Turning now to the embodiment of FIG. 2, which is the series embodiment, it will be seen that the reducing gas, downstream of circulation compressor 5', is fed to the last or final bed 2' after passing through the first heater 6'. The partly spent reducing gas leaving this bed reaches the first cooler 7' that recovers any available heat, and then is scrubbed with water in the first washer 9'. The resulting gas is subjected to the same series of treatments in connection with the next fluidized bed 2', and with the final fluidized bed 2', prior to the final washing, bleeding off at 10' to control the build-up of inerts, and addition of make-up gas at 11'.

An advantage shared by both the embodiments of FIGS. 1 and 2, is that the reactor size can be reduced by reducing the empty space above the fluidized beds. It is no longer necessary to use this empty space for gravity separation of solids from the gas, nor is it necessary to provide dry separation equipment in the fluidized beds as has been done in the past. Thus, the gas leaving each fluidized bed need not be as thoroughly freed of fine solid particles as in the past, because it is no longer fed in that same condition to the next reactor upstream.

And of course, as indicated at the outset, a great advantage of the present invention over the prior art is that a better distribution of the gas over and through the perforated plates at the bottom of the fluidized beds is achieved, because clogging of the perforations is prevented, and sticking and coalescing of the solid mass is avoided, thereby to achieve maximum and uniform production.

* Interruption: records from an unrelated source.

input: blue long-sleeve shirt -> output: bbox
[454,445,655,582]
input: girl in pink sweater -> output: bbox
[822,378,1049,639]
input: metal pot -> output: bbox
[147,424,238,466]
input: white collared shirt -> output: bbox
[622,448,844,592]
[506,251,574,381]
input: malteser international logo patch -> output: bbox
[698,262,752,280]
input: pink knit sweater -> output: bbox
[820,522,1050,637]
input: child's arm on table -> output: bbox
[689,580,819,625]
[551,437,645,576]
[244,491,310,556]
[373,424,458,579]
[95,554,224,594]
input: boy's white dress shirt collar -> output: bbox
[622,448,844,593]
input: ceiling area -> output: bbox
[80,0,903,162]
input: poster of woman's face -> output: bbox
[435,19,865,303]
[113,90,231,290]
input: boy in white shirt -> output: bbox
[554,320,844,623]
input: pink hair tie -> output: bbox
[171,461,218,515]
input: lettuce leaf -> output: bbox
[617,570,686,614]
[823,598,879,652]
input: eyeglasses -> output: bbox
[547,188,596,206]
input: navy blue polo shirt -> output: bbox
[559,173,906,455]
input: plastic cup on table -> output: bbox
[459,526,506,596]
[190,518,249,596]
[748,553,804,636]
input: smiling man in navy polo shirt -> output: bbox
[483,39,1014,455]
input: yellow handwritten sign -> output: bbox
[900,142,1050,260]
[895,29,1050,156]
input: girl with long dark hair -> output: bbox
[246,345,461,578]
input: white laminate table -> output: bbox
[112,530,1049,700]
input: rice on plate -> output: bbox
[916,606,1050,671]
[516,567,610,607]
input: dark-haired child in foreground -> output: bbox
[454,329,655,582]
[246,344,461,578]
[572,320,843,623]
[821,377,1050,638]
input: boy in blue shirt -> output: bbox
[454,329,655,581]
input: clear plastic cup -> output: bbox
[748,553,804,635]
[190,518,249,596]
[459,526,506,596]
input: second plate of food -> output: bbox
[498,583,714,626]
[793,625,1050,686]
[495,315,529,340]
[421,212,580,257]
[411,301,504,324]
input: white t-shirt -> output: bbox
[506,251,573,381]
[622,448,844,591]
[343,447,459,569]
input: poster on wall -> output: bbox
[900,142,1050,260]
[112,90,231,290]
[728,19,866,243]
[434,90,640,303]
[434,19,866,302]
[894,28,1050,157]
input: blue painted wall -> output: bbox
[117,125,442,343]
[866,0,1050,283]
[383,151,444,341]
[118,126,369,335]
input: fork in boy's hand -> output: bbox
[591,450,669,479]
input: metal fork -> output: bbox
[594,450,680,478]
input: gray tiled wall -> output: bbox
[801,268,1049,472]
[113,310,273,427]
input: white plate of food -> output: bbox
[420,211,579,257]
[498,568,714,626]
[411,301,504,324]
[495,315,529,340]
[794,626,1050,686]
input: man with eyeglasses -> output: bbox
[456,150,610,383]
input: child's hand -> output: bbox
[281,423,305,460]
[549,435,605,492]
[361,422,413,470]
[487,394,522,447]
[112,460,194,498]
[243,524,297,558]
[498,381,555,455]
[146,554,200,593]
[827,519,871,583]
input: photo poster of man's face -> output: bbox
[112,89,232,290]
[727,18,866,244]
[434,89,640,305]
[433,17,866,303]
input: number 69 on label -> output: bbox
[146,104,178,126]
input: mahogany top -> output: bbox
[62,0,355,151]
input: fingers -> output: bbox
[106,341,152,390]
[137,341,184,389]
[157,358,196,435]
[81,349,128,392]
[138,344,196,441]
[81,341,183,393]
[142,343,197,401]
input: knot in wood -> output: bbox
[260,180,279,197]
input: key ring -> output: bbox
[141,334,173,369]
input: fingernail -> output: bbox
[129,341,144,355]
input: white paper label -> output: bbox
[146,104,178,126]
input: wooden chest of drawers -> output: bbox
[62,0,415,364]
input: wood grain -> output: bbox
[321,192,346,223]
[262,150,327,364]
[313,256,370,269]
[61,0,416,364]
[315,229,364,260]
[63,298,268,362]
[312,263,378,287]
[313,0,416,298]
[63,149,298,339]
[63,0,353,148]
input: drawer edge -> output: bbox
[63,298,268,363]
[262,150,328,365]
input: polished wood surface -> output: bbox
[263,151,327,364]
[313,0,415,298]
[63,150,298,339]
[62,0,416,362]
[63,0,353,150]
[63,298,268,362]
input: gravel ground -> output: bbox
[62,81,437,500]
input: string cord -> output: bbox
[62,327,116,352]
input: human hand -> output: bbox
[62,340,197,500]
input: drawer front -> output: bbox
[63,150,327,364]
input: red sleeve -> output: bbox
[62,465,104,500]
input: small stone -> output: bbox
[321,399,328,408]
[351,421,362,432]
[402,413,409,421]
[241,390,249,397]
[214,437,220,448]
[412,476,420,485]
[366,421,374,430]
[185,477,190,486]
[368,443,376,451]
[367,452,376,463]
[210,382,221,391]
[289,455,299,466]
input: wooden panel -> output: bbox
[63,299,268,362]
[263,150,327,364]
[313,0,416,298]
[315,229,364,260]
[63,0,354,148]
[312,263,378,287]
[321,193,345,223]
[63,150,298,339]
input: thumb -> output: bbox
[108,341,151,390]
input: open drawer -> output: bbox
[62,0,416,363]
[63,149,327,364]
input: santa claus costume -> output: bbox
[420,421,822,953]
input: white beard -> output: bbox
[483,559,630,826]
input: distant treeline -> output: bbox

From a consideration of the foregoing disclosure, therefore, it will be evident that all of the initially recited objects of the present invention have been achieved.

Although the present invention has been described and illustrated in connection with preferred embodiments, it is to be understood that modifications and variations may be resorted to without departing from the spirit of the invention, as those skilled in this art will readily understand. Such modifications and variations are considered to be within the purview and scope of the present invention as defined by the appended claims.

Claims

1. A process for the direct reduction of iron ore, comprising establishing a plurality of fluidized beds each of which has a horizontal perforated plate at the bottom thereof, heating and progressively reducing iron ore by passing said iron ore in series through said plurality of fluidized beds, fluidizing said beds with reducing gas by passing said reducing gas up through the perforated plate of each bed, removing partially spent reducing gas from each said bed, cooling and washing said partially spent reducing gas to remove substantially all the solids thereform, heating said washed gas, and again feeding said heated fluidizing gas through a said bed from beneath the perforated plate thereof, all the fluidizing gas that passes between said beds being subjected to said washing between said beds.

2. A process as claimed in claim 1, and feeding said gas to said beds in a plurality of parallel streams, combining said streams, performing said washing step on said combined stream, and dividing said combined stream into said plurality of parallel streams.

3. A process as claimed in claim 2, said selectively regulating the proportion that each of said parallel streams bears to said combined stream.

4. A process as claimed in claim 1, in which said gas flows through said beds in series in the reverse direction from the flow of iron ore through said beds, heating said gas prior to entry into each said bed, cooling said gas after exit from each said bed, and washing the cooled gas prior to heating the gas for entry into the next said bed.